Do Banks Have the Right Tools to Manage Risk Today?

In my last post I discussed the tug of war over bonuses and the ways in which banks are attempting to reward risk in a responsible and sustainable way. I questioned whether bankers and the regulators had all the tools they needed to measure risk and so today I want to look more closely at innovations which are enabling bankers to measure risk more accurately than ever before.

Risks and rewards are two sides of the same coin. Businesses need to take calculated risks to deliver the next wave of innovations and hence capture the corresponding rewards.

The banking industry today faces the dilemma of managing risks across geographies, across product lines and across organizational boundaries.  Banks have invested in a plethora of tools and analytical applications to measure risk and have a single view of the truth.

The Right Tools for Managing Risk

In the United States, a proposal published on Jan 17th, 2012  by the Federal Deposit Insurance Corporation (FDIC), would require the 23 FDIC-regulated banks that meet the asset threshold of over USD 10 billion in assets to conduct their own tests based on three economic scenarios developed by the agency, using data as of September 30th of any year.

The proposal implements a requirement of the Dodd-Frank financial overhaul passed in 2010. In addition, the largest financial firms, those with more than $50 billion in assets, are subject to an additional level of stress-testing by the Federal Reserve.

The pressure continues to build on banks to be able to respond to a wave of regulations being implemented to reduce risk taking across the banking system. In response, banks have continue to evolve their risk management practices to lower risk and better respond to the needs of their regulators. With ever growing volumes of data across business units covering a vast range of products and services, banking executives are at times challenged by the tools available to them to respond to the new demands in a timely and effective manner.

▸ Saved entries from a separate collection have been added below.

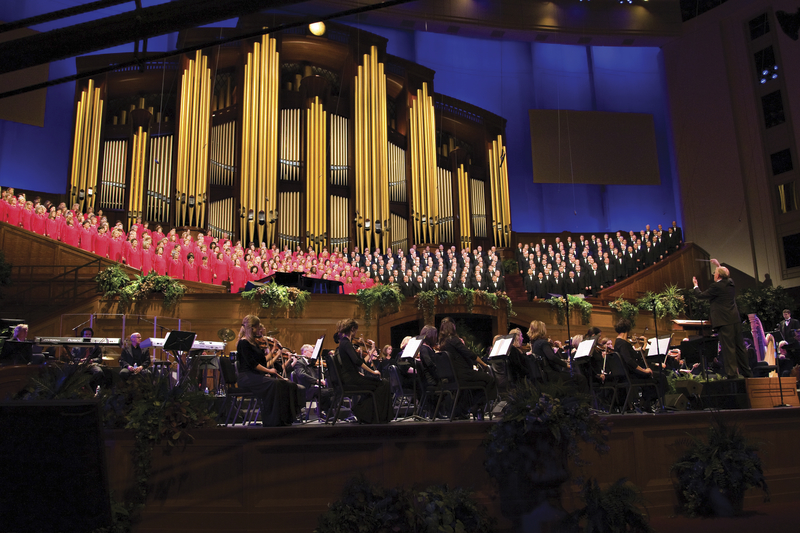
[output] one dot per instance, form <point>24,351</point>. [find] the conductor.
<point>725,319</point>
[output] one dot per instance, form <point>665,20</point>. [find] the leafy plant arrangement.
<point>172,289</point>
<point>380,300</point>
<point>528,450</point>
<point>426,301</point>
<point>560,305</point>
<point>510,266</point>
<point>668,303</point>
<point>695,308</point>
<point>713,474</point>
<point>5,270</point>
<point>617,509</point>
<point>157,413</point>
<point>59,381</point>
<point>767,302</point>
<point>114,282</point>
<point>366,507</point>
<point>625,309</point>
<point>277,297</point>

SAP over the past year has delivered innovations in memory computing to deliver real time analytics and applications that has secured the attention and sometimes grudging admiration from technologists working at major banks and insurers worldwide. SAP HANA enables organizations to analyze business operations based on large volume and variety of detailed data in real-time, without any delays. Deutsche Bank has run a prototype with an early version of the in-memory technology.

“In particular,” Hermann-Josef Lamberti, Group COO and head of group technology and operations, Deutsche Bank said, “we were able to speed up the data-analysis process to detect cross-selling opportunities in our customer database from previously 45 minutes to 5 seconds. In-memory is a powerful new dimension of applied compute power.”  In North America, one of the largest commercial banks, recently invested in a prototype with SAP HANA to deliver shorter response time by factor of hundreds when compiling dashboards of key performance indicators for the office of the CFO.

The Way Forward

At a recent SAP World Tour Financial Services conference in New York City, I had the opportunity to speak to an industry analyst from a leading US analyst firm. He recounted an anecdote from his days as a banker several years ago that stuck with me. The CEO of the bank was probing the risk reports. He was questioning if the risk was adequately captured in the bank risk models in light of the newly introduced lending products that were being rolled out through branches nationwide.

The CEO felt that the adjustment in capital reserves did not reflect the recently acquired risk from the lending products. The probing by the CEO had started with his executive administrator telling the CEO that “something did not smell right”! Continued probing by the CEO revealed that the existing models had not been appropriately revised to reflect the added risk from the newly introduced lending products.

In today’s markets, it is especially relevant to ask such “probing” questions and play out “what-if” scenarios when measuring and monitoring risks. SAP has delivered compelling in-memory computing innovations with SAP HANA that bankers can benefit from tremendously as they build the roadmap to a more sustainable future in order to best meet the needs of their customers, employees, shareholders and regulators.